1544 letters have reached us, all composed between 355-365, and 388-393.  The gap in the middle marks the reign of Valens, whose suspicions of everyone made it too dangerous, most likely, for Libanius as a pagan and friend of Julian to preserve copies of his correspondence.  The rate of survival is one letter every three days for that period!  Nor were these casual compositions — many were written to be read out.

But much that Libanius wrote is unreadable today.  Partly this is because his rhetorical style is out of fashion, and the personal details that might allow us to use his letters as a window onto his life, or the historical details that would make the orations and declamations of historical interest, are few and allusive.  Since I bought two TTH volumes at the conference last week, I have been unable to read into them.  Indeed I have resorted to the last ploy of the desperate — leaving a copy of the selected letters in the bathroom, to read while washing my hands!

The critical edition of Libanius’ works is that by R. Foerster in the Teubner series, between 1903 and 1927, in 12 volumes.  I have been able to find some of these on Google books, and a few more on Archive.org.  I have vols.1-7, 9 and 10.  The others I could not locate, although they should be out of copyright.

There is a two volume Loeb edition of his autobiography and selected letters, by the late A. F. Norman, but this I have not seen.

A maxim by Libanius, on the love of learning and literature

I think that I would have followed Odysseus’ example and spurned even marriage with a goddess for a glimpse of the smoke of Athens. — Libanius 1

1. Oration 1, 12. Given in Selected letters of Libanius: from the age of Constantius and Julian, tr. Scott Bradbury, Liverpool, 2004, p.49, n.58.

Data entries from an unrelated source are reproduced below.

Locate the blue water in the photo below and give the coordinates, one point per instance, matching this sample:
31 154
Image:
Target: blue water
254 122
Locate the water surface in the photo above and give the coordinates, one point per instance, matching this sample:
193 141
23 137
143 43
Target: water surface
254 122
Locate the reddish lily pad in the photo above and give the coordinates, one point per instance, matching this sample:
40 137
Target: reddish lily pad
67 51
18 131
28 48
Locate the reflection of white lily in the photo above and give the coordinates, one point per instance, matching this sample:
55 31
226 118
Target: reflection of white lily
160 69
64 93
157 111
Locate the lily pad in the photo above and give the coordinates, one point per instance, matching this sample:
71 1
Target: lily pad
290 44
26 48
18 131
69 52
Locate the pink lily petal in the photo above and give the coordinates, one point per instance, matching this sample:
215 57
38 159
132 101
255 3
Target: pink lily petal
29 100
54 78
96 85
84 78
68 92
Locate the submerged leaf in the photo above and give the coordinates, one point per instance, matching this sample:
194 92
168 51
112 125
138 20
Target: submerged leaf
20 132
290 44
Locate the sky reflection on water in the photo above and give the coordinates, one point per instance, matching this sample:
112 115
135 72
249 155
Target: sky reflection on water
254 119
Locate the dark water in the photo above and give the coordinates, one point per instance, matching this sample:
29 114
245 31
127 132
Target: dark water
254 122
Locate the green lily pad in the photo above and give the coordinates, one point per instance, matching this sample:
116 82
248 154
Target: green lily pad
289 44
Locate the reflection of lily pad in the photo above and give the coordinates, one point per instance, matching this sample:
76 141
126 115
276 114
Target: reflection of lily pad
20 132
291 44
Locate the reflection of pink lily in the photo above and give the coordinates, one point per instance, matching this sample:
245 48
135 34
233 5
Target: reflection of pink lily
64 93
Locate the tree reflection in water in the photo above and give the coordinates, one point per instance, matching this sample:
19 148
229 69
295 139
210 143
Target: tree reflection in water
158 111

Online Libanius Translation Project

I wish this one all the best — it’s a great idea.  The Libanius Translation Project:

You are invited to join this open, collaborative project to translate the writings of the the fourth-century CE orator Libanius of Antioch. The first phase is the translation of the fifty-one Declamations, short orations on historical and mythological subjects. Most of these have never been translated into English.

(Via AWOL).

There are already some translations up!

Antioch, Mithras, and Libanius

Christopher Ecclestone writes a very informative post on al-Masudi referencing a possible shrine of Mithras in Antioch next to the Grand Mosque; and follows it up by discussing ancient “universities.”  There is a charming quotation from Libanius, who was unable to get many (paying) pupils until he took over a shop near the marketplace and sat there all day.  “Today’s special offer at the philosophy shop… Libanius!”